Where is the color table?

After a long break I am once again making consistent progress on rewriting Reckless Drivin’.

This week I was porting the code for particle emitters and particle effects to Zig. One of the variables the code references is g16BitClut, which is initialized with data from the resource fork.


# Resource forks

I’ve written in detail about resource forks before. In short, a resource fork is an additional storage area in a file on Apple file systems. Resource forks were used in Classic Mac OS, but for backwards compatibility, macOS continues to support resource forks.

Here is a shell session that shows how to copy data to the resource fork of a file on macOS:

$ # the flag -@ is used to display extended attributes on macOS
$ ls -l@
total 8
-rw-r--r--  1 nathan  wheel     0B Jan 23 19:25 a
-rw-r--r--  1 nathan  wheel    10B Jan 23 19:25 b

$ cat b
some data

$ # copy the data in b to the resource fork of a
$ cp b a/..namedfork/rsrc

$ # now the resource fork shows as 10B in the ls output
$ ls -l@
total 16
-rw-r--r--@ 1 nathan  wheel     0B Jan 23 19:26 a
	com.apple.ResourceFork	  10B
-rw-r--r--  1 nathan  wheel    10B Jan 23 19:25 b

Note that resource forks aren’t typically used for storing arbitrary data. The resource fork is more like a key-value storage database used by an application. There is some nice documentation for the resource fork format on Kaitai’s website.

# Missing resource data

Back to g16BitClut.

Based on how this variable was used in the code, I figured it was related to color data, but I wasn’t sure how.

I searched the internet and the Inside Macintosh reference manuals and found some useful information.
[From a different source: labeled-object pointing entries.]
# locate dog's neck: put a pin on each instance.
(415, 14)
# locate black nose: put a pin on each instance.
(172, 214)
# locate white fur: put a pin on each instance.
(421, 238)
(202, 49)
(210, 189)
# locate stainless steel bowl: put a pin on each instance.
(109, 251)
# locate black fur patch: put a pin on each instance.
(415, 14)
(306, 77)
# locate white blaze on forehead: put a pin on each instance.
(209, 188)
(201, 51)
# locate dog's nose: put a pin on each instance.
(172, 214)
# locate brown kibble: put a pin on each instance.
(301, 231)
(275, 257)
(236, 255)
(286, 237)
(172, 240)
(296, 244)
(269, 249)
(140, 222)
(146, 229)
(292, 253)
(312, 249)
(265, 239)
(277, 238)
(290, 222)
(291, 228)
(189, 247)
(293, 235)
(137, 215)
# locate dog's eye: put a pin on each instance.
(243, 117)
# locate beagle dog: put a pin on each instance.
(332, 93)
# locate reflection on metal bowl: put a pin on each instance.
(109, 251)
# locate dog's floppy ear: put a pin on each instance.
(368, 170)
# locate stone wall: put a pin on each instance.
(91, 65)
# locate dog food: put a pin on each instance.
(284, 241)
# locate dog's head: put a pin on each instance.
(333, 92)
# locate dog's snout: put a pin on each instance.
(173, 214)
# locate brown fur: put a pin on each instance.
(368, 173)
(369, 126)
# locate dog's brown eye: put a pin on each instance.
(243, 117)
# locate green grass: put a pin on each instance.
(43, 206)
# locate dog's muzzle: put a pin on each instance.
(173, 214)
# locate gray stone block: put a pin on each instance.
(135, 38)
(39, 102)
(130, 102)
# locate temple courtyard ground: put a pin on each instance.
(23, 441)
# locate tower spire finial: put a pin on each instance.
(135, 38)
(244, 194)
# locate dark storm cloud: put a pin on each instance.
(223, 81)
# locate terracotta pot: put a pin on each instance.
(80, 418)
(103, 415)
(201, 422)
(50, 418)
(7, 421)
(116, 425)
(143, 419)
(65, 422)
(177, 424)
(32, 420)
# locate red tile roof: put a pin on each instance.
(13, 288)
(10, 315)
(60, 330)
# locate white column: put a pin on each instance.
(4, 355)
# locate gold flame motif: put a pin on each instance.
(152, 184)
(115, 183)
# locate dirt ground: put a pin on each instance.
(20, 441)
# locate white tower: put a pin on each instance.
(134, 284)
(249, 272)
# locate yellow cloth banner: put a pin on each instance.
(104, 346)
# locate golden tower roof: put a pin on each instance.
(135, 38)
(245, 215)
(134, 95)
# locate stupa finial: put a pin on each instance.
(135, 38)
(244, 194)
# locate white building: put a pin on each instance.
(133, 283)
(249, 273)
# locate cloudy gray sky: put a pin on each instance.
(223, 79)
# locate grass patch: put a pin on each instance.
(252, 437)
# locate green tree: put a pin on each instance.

A “Clut” is a color lookup table used in several parts of the system including QuickDraw. It maps integer values to colors, and from what I can tell was used to save memory when storing color information.

The resource identifier that the code uses is Cl16. I couldn’t find anything on this online, so I assume this is not a standard system color lookup table, and instead a custom table that Jonas made. My best guess is the Cl is for “Clut” or “Color lookup” and 16 indicates it stores colors in 16 bits.

The game data I was using in Reckless Drivin’ was from Jonas Echterhoff’s commit in 2019 in the file Data. In the readme of the repo he says

The resource forks of the rsrc files have been moved to the data fork

Meaning the Data file is the contents of the resource fork from the Reckless Drivin’ binary.

The issue is, I had already extracted all of the resources from that data file, and Cl16 was not included.

# Finding the data

I spent a while searching and trying to figure out why my resource fork data didn’t include the Cl16 resource. After many fruitless searches, I determined my only remaining option was to load the game in a Mac OS 9.0 virtual machine and use a debugger to inspect the memory at runtime. Halfway through setting up the vm, I realized I had missed a very simple possible explanation for the missing data.

The Reckless Drivin’ website hosts two versions of the game:

  • v1.4.4 which uses the native Mac OS QuickDraw library for rendering, and
  • v1.5.4 which was updated to work with OpenGL.

The Reckless Drivin’ source code that Jonas shared on GitHub does not include any OpenGL calls. I realized that it was possible that the source code and resource data were from different versions of the game!

So I downloaded the RecklessDrivin144.sit.bin file from the website. The .sit.bin is a Stuffit file, a proprietary compression format used on Macs in the 90s.

I installed The Unarchiver which supports Stuffit archives, and successfully extracted the Reckless Drivin’.app bundle. Then I opened my terminal and inspected the resource fork using DeRez, a tool to decompile resource fork data.

$ cd Reckless\ Drivin\'.app/Contents/MacOS/

$ DeRez Reckless\ Drivin\' | grep Cl16
data 'Cl16' (8, "16-bit color lookup table") {


So I extracted the resource fork and I am now using it in my port of the game.

$ cp Reckless\ Drivin\'/..namedfork/rsrc Data

I still don’t know for certain why the resource data Jonas uploaded to GitHub didn’t include all of the data. But this was a great way to learn a little more about resource forks!